I grew amaranth last season. It is awesome. I grew the Golden Giant variety. It is supposed to be drought resistant but as you know this year was ridiculous so we did water it quite a bit. They got to be over 8 ft tall. Every part of the plant is edible. If the stalk breaks, it just starts growing again, unlike corn that breaks and is finished. We started growing it for both us and the goats, but the goats ended up getting all of it because of the difficulty in getting hay. We also grew it all along our chicken runs. It provided shade and they could eat any grain that fell into the run. I didn't plant a fall garden because I was just so disgusted by the summer (I regret it now) but we do have tons of volunteer amaranth plants - especially in the buck pen. I think I am going to move the boys so it all grows in there. I love the stuff!


----------



## Cotton Eyed Does (Oct 26, 2007)

When you gave it to the goats did you pull up the stalk and throw it over to the goats seeds and all or did you harvest leaves off of it and give to the goats or did you turn the goats into the field where it was growing?

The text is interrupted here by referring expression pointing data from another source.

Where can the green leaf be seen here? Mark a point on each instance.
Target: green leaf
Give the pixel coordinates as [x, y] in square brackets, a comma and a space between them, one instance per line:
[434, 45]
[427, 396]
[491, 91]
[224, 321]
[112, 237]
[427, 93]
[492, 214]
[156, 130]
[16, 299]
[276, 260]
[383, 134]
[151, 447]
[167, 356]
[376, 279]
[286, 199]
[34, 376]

Is this sort of a sorghum type plant? Wonder if you could cut it and bale it like a hay grazer hay. We have a mower conditioner for the thicker stalks.


----------



## tmfinley (Feb 21, 2008)

All of the stalks are thicker stalks - all at least 3 inches in diameter. I wouldn't think baling it would be much of an option but I'm no expert on it. I cut down the whole stalk and gave them to them but when I do it over I will harvest leaves. A little at a time. I will post pics of what I had this spring.


----------



## tmfinley (Feb 21, 2008)




----------



## doublebowgoats (Mar 6, 2008)

Wow! That is so awesome! This is a timely thread for me. I was just thinking about it and wondering if the feed store would have any seed. I thought it was a cool weather crop, but I guess not if you grew it in Texas this summer. When you say you watered, was it watered a good bit to produce those huge stalks?


----------



## LLB101 (Sep 29, 2009)

I've grown several kinds over the years, its a big job to harvest the seeds imho, and the seed heads are sort of prickly. This year I was gardening in a new spot in a community garden in addition to my place, and there Green Amaranth came up as a "weed" and the goats have loved getting the plants, I let them get big. My chickens love them too. I think its a wonderful plant in all its varieties...


----------



## Caprine Beings (Sep 19, 2008)

My favorite is "Love Lies Bleeding", Its color is just spectacular. I do not have anymore growing at this time,my Dad eradicated it because to him it wasn't productive, but I intend too again, I am gonna add some of the Golden to it, that will be just amazing!
Tam


----------



## Cotton Eyed Does (Oct 26, 2007)

This might be something I want to get and plant next year. Do you know if there is a problem with animals eating it after a frost hits it?


----------



## Bella Star (Oct 27, 2007)

I grew 2 types of oriental kind , a solid green type and a variegated red/green but I stir-fried and also ate it like spinach. I didn't even try on the animals . The golden type sounds good and I know Bakers seed has it .


----------